Tunisie : la cheffe de cabinet de Kais Saied démissionne au nom de « divergences d’opinion »
En mai 2021, elle s’était trouvée au centre de révélations faites par Middle East Eye, en tant que destinataire d’un plan secret daté du 13 mai expliquant comment le président de la Tunisie Kais Saied allait promulguer l’article 80 de la Constitution lui donnant le contrôle total de l’État.
Son nom est à nouveau apparu hier : Nadia Akacha, cheffe de cabinet du président tunisien et sa très proche conseillère, a annoncé lundi sa démission, invoquant des « divergences d’opinion ».
Presque six mois se sont écoulés depuis que le chef de l’État s’est, le 25 juillet, arrogé les pleins pouvoirs, limogeant le chef de gouvernement de l’époque, Hichem Mechichi, et suspendant le Parlement, dominé par le parti islamo-conservateur Ennahdha.
« J’ai décidé de présenter aujourd’hui ma démission au président […] après deux ans de travail », a-t-elle écrit sur sa page Facebook, assurant avoir toujours « travaillé dans l’intérêt de la Tunisie ».
Âgée de 41 ans, elle a expliqué sa décision par des « divergences fondamentales de points de vue, en relation avec l’intérêt » du pays, sans fournir d’autres précisions.
Citant des sources bien informées, le média basé à Londres Arabi21 a rapporté que cette démission était due au fait que le chef d’état-major de l’armée Mohamed El Ghoul avait rejeté sa demande d’arrestation du président du Parlement et leader d’Ennahdha Rached Ghannouchi.
Nadia Akacha, juriste de formation, qui évite de parler à la presse, est très proche du président Saied et l’accompagnait dans tous ses déplacements depuis son élection en octobre 2019.
Elle avait été nommée conseillère juridique au sein du cabinet présidentiel fin 2019 avant de devenir en janvier 2020 la directrice du cabinet du président.
Titulaire d’un doctorat en droit public, elle est spécialiste en droit constitutionnel.

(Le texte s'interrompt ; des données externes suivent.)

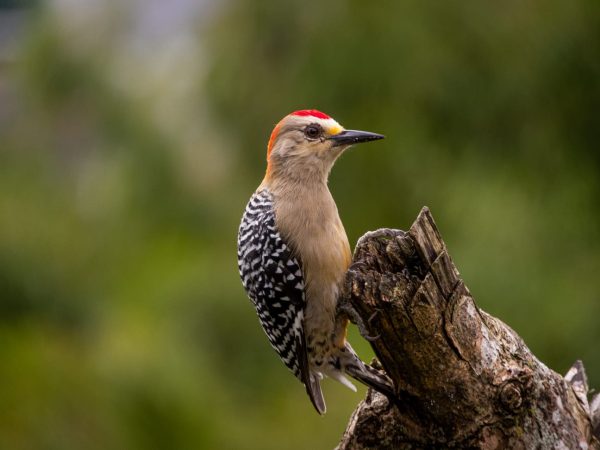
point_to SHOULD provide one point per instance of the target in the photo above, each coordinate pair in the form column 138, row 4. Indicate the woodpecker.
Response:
column 293, row 253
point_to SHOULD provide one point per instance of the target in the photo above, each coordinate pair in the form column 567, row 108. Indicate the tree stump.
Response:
column 463, row 379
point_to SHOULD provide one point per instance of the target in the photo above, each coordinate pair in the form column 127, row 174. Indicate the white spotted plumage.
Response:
column 273, row 279
column 293, row 254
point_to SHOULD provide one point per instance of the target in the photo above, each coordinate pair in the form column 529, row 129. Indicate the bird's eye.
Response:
column 312, row 131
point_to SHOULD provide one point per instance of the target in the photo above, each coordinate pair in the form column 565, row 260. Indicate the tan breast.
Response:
column 308, row 219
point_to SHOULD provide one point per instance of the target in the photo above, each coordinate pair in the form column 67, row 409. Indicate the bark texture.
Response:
column 463, row 378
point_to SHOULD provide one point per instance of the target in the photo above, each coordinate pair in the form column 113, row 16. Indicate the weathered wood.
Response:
column 463, row 378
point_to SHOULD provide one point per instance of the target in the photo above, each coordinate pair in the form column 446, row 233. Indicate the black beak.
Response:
column 349, row 137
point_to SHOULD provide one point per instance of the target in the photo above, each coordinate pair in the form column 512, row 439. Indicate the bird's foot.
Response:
column 387, row 233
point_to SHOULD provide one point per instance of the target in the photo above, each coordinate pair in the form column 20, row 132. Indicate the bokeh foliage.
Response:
column 122, row 320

Elle a été chercheure associée à l’Institut Max Planck de droit public et international comparé à Heidelberg (Allemagne).
La crainte d’une dérive autoritaire
Même si un gouvernement de technocrates mené par une femme, Najla Bouden, a été formé en novembre, c’est le président qui dirige le pays par décrets.
Ses opposants ont dénoncé un « coup d’État » et des ONG tunisiennes et internationales ont dit craindre une dérive autoritaire.
Le 13 décembre, Kais Saied a dévoilé une feuille de route destinée à sortir de la crise politique, à travers une consultation populaire via une plateforme électronique, un référendum sur la Constitution et de nouvelles législatives en décembre.
Le 14 janvier, dans des scènes d’une violence plus vue à Tunis depuis dix ans, les policiers ont chargé les manifestants à grand renfort de canons à eau et de gaz lacrymogène, et procédé à des dizaines d’arrestations musclées.
Samedi, lors d’un entretien téléphonique, le président français Emmanuel Macron a appelé son homologue à conduire une « transition dans un cadre le plus inclusif possible ».
La veille, le secrétaire général de l’ONU António Guterres a indiqué suivre « avec inquiétude » l’évolution de la situation en Tunisie, appelant à la « restauration complète d’un cadre démocratique institutionnel ».